Like any book event these days I spent much of my time talking with other writers about ebooks. Several times while I was sitting in the booth, hoping to sign paper and ink books that people bought, I was asked if my books were available for Kindle, or Nook or some iGadget or another. They are. Five people told me that they planned to buy my ebooks. I made jokes that if they brought their e-reader to me I'd sign it for them.
Joking aside, it's an interesting question that a lot of us writers were pondering. A lot of people do want their books signed. Some people collect first editions. How is that going to happen? One thing I've been considering is to print out a bunch of copies of the covers of my ebooks. I can sign those for people. I suppose with regard to first editions, one possibility is that, say, there is a special e-cover for the first, oh, 500 or a thousand or whatever ebooks are downloaded. Then a different cover comes out.
I don't know. Anybody have any thoughts on the matter?

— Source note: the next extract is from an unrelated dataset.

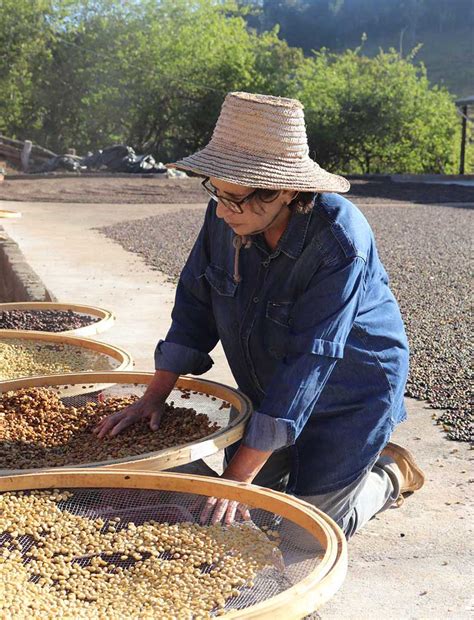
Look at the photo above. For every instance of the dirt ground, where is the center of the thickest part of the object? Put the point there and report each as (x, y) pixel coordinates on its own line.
(148, 190)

I also encountered several writers who had recently finished their first book and were polling us published authors as to whether or not we thought they should consider going straight to self-publishing ebooks, rather than a traditional publishing deal. The consensus among the writers I spoke with, and overheard, seemed to be that for someone who hasn't been previously published, a traditional paper and ink deal was still important, maybe even vital, for a first book (or two) to give it credibility. (A traditional publication comes with at least something of a reassurance that someone other than the author thought the book was worth publishing and that it has been edited, copyedited and proofread by others who presumably know what they are doing.) In spite of all the changes going on in publishing, most writers seem to think that hasn't changed - at least not yet.
No one, however, could agree on what this all means to mid-list authors such as myself who already have a track record of traditional paper and ink publications. That's something that is currently driving myself and most of the other authors I know who are in the midst of careers similar to mine utterly nuts.